Naming Names

Naming Names

Recently I had a conversation with a friend and collaborator about a project we did together. They’d published a case study and I asked that they put attribution to the broader team on their site – they were deeply gracious and agreed but they did mention that they’d been missed off the attribution on my site. I was mortified. (sorry again azi rad, you and the team were epic)

Correct citation has always been deeply important to me. I collected records in London for as long as I can remember. My collecting buddy the great Jazz Drummer Matt Skelton and I used to head up to the infamous Mole Jazz in London’s Kings Cross to skim through bins of records, I think we were as young as 10.

Matt was better versed in Jazz than I, so I was always playing catch-up. One of the best methods I used to educate myself was liner-notes. The liner-note was the internet before the internet. It allowed me to buy ‘Outer Thoughts’ by George Russell, then start searching the next week for the great Eric Dolphy (Alto-Sax and Bass Clarinet) and Don Ellis (Trumpet). In this way I was able to discover my love for Don Ellis, then his piano player Milcho Leviev, Bulgarian folk music, Dave Holland, then Miles Davis, Freddie Hubbard… you see how it goes.

Following players soon gave way to looking at the great producers, mixers and arrangers, before long I began to understand the intricate connections that made music good. I followed these roots right to the beginnings of Blues, discovering the delights of Mary Lou Williams and Lil Hardin the female origins of Jazz that received so little publicity.

Of course citation isn’t limited to Music. Science and Scientific method depends on it. The idea of the ensemble is key to all innovation more profound than any think tank or brain-storming. Building upon the great work of others and providing citation allows others to do the same.

I encourage you all to go look at your portfolios, your websites, your books and publications and think deeply. Did you leave a trail for others to follow? Did you miss people who were deeply important to the work that you helped bring to life. I’m obsessed with citation and I still missed important people. But just through a single conversation I was able to rectify that error. That’s the power of the internet.

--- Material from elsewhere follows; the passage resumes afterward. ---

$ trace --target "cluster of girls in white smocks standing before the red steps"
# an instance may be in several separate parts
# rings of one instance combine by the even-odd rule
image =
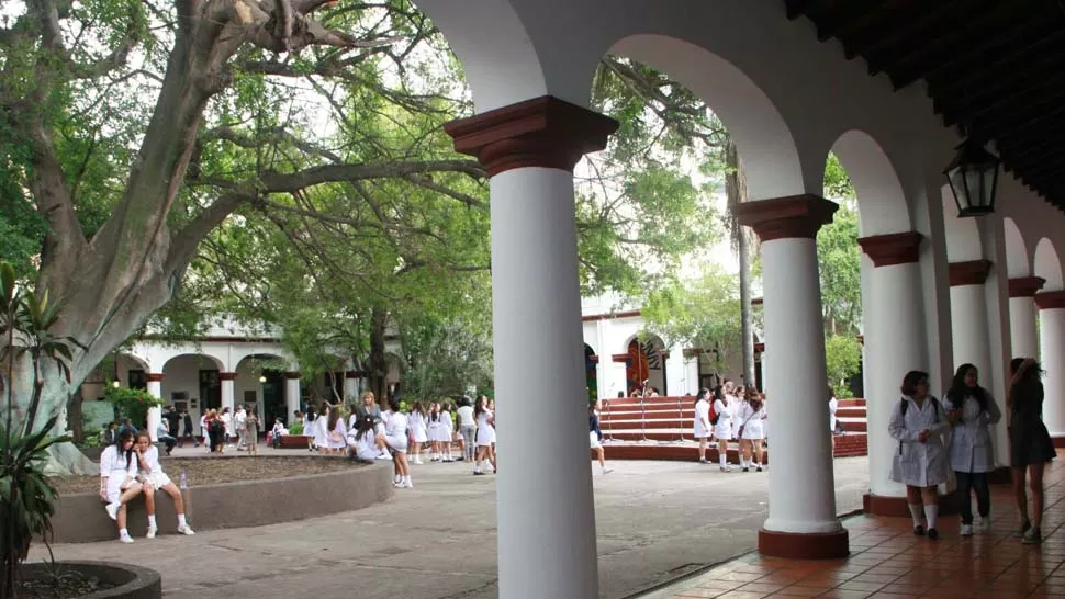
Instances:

In the age of self-promotion it’s so easy to assume the credit for work that you contributed to, even easier to take credit for work you didn’t participate in. I would like to propose that citation is a creative standard. Maybe this is something that Linkedin could create as a data point?

I’m as proud of the people I’ve worked with as I am with the work itself. What they have done beyond the work I have done with them inspires me continuously – and it shows that the decision I made to work with them in the first place was the real brilliance.